Today I needed a function that would return the intersection of two query objects (think Matrices and Sets). If you aren’t that familiar with intersections basically what this function does is it returns a query object that contains each cell where the two queries were equal. Thus if you send in two queries with 10 different columns (excpet one of which in both is “firstname”) and in both queries, in the 3rd row, the firstname was “richard” but nothing else about the two queries was equal then the return query would have a bunch of empty rows with one column (firstname) - and the firstname value of the third row would be richard.
One of these probably already exists out on the web somewhere but I wanted to write it myself and so I did.
A couple of caveats - 1. I know the variable naming sucks; I am lazy; so deal with it. I don’t like having to “var” everything and I don’t like typing “local” all the time; so I used very short and not very clear names. That’s ok though becuase I also give you a unit test to show you that the function works the way I expect it to. Anyway, it’s a pretty short function that you can easily update if you want it to be more readable.

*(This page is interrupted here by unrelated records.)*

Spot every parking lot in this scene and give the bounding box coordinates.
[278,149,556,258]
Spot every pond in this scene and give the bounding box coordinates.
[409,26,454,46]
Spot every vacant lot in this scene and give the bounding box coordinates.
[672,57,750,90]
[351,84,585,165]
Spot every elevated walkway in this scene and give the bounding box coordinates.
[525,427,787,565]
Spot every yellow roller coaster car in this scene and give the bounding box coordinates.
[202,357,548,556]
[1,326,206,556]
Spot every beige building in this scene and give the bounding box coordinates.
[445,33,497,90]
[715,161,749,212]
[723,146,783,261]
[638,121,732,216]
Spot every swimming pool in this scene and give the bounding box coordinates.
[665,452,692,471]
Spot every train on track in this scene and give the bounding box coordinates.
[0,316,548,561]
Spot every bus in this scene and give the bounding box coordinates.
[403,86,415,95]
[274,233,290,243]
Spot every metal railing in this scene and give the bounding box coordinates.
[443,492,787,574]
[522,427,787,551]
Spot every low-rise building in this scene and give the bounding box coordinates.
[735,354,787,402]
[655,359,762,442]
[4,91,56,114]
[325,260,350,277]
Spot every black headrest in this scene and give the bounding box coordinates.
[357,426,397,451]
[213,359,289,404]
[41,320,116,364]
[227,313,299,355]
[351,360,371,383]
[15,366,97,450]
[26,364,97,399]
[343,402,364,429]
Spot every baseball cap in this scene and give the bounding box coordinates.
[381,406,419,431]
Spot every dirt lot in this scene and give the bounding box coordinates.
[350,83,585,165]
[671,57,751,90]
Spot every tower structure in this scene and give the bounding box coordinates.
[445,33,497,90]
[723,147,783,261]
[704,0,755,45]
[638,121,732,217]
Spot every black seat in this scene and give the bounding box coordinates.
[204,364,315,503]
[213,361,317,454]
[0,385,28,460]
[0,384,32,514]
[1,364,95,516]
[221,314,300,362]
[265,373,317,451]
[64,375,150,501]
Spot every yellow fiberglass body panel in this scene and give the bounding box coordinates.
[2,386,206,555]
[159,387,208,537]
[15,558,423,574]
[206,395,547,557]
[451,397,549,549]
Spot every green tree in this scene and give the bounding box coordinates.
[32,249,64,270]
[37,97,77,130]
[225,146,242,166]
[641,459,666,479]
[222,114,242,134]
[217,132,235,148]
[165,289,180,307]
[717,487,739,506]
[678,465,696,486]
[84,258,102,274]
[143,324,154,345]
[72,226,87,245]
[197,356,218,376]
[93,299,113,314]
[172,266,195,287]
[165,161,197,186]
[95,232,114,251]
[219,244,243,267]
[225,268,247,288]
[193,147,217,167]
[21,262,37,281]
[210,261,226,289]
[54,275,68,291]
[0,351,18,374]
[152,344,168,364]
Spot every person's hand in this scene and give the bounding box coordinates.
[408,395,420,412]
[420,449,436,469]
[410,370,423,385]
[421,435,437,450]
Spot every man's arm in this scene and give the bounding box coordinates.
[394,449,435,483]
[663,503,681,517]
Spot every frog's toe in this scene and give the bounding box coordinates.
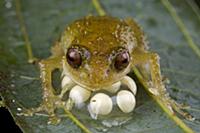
[48,114,61,125]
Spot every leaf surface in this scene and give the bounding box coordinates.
[0,0,199,132]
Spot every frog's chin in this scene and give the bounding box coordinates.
[70,78,121,92]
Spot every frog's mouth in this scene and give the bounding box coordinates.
[70,77,123,91]
[62,57,132,91]
[64,68,131,92]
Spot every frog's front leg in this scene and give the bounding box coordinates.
[132,51,192,119]
[24,56,64,124]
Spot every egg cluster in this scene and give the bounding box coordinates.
[61,75,137,119]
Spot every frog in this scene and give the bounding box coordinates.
[23,16,187,124]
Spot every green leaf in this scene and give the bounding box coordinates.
[0,0,199,132]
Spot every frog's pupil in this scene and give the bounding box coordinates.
[114,51,129,71]
[66,48,82,68]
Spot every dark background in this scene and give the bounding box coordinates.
[196,0,200,7]
[0,0,199,132]
[0,108,22,132]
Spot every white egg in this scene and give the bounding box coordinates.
[61,76,73,89]
[104,81,121,93]
[88,93,113,119]
[69,85,91,108]
[60,75,75,98]
[121,76,137,95]
[117,90,136,113]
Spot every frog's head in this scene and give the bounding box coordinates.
[61,16,137,90]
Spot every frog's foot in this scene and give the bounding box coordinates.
[147,86,194,121]
[20,95,64,125]
[88,76,137,119]
[166,96,194,121]
[22,74,91,123]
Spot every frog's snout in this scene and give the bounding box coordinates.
[82,62,112,88]
[89,64,108,79]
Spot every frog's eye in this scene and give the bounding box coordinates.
[66,48,82,68]
[114,50,130,71]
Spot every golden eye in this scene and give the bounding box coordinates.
[114,50,130,71]
[66,48,82,68]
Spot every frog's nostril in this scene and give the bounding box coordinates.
[80,72,89,79]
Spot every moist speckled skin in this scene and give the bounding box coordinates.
[23,16,189,124]
[60,16,146,90]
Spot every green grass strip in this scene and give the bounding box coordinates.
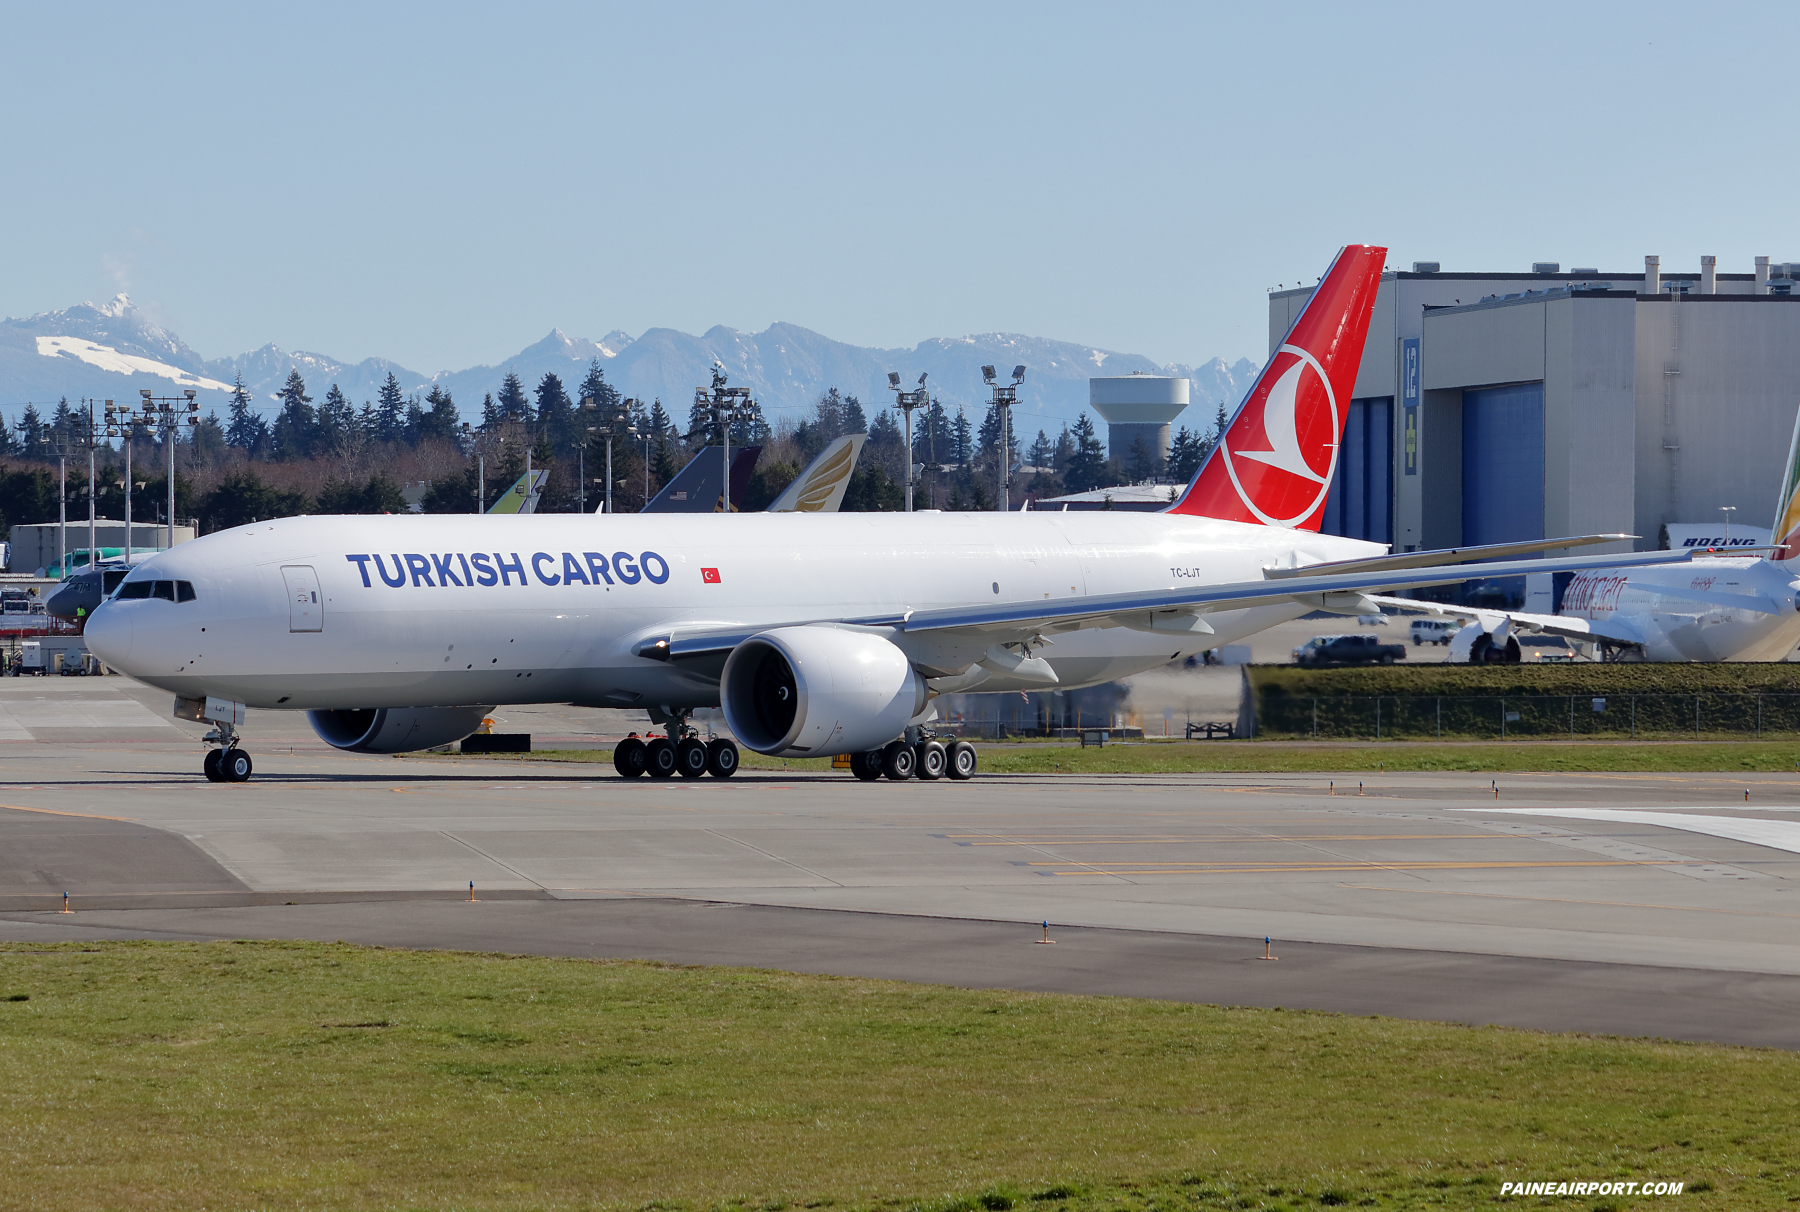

<cffunction name="QueryIntersect" access="public" output="false"
returntype="query">
<cfargument name="q1" type="query">
<cfargument name="q2" type="query">
<cfset var l = structNew() />
<!---
grab all the column names that are the same between the two incoming queries
\--->
<cfset l.colNames = "" />
<cfloop list="#q2.columnList#" index="l.c">
<cfif ListFindNoCase(q1.columnList,l.c)>
<cfset l.colNames = listAppend(l.colNames, l.c) />
</cfif>
</cfloop>
<cfset l.q = QueryNew("#l.colNames#") />
<cfset l.max = q1.recordCount />
<cfif q2.recordCount LT q1.recordCount>
<cfset l.max = q2.recordCount>
</cfif>
<cfloop from="1" to="#l.max#" step="1" index="l.s">
<cfset QueryAddRow(l.q) />
<cfloop list="#l.colNames#" index="l.i">
<cfif q1["#l.i#"]["#l.s#"] EQ q2["#l.i#"]["#l.s#"]>
<cfset querySetCell(l.q,l.i,q1["#l.i#"]["#l.s#"]) />
</cfif>
</cfloop>
</cfloop>
<cfreturn l.q />
</cffunction>
Here is the unit test
<cffunction name="QueryIntersectTest" access="public" output="false">
<cfset var q1 = QueryNew("id,name,title") />
<cfset var q2 = QueryNew("name,email,id") />
<cfset var q3 = "" />
<cfscript>
QueryAddRow(q1);
QuerySetCell(q1,"id","1");
QuerySetCell(q1,"name","bill");
QuerySetCell(q1,"title","chief");
QueryAddRow(q1);
QuerySetCell(q1,"id","2");
QuerySetCell(q1,"name","carl");
QuerySetCell(q1,"title","bozo");
QueryAddRow(q2);
QuerySetCell(q2,"id","1");
QuerySetCell(q2,"name","tom");
QuerySetCell(q2,"email","tom@bob.com");
QueryAddRow(q2);
QuerySetCell(q2,"id","4");
QuerySetCell(q2,"name","carl");
QuerySetCell(q2,"email","carl@r.org");
QueryAddRow(q2);
QuerySetCell(q2,"id","3");
QuerySetCell(q2,"name","ted");
QuerySetCell(q2,"email","cop@pork.com");
q3 = QueryIntersect(q1,q2);
AssertTrue(q3.recordCount EQ q1.recordCount,"the wrong number of rows were in
the intersection");
AssertTrue(ListFindNoCase(q3.columnList,"id"), "id should be a column");
AssertTrue(ListFindNoCase(q3.columnList,"name"), "name should be a column");
AssertTrue(q3.id EQ 1, "first row id should have intersected");
AssertTrue(q3.name EQ "", "first row name should not have intersected");
AssertTrue(q3["id"][2] EQ "", "second id should NOT have intersected");
AssertTrue(q3["name"][2] EQ "carl", "second name should have intersected");
</cfscript>
</cffunction>
I’ll probably post another one later that does an intersection of all the rows in a single query as well. (I updated the unit test to better reflect what this function does).
Comments
Bill
Yeah the intersection is basically like matrice intersection. I just happen to be using a Query structure to store my matrix.
Bill
Sorry to be such a noise maker.. But I figure I should explain my purpose for this function.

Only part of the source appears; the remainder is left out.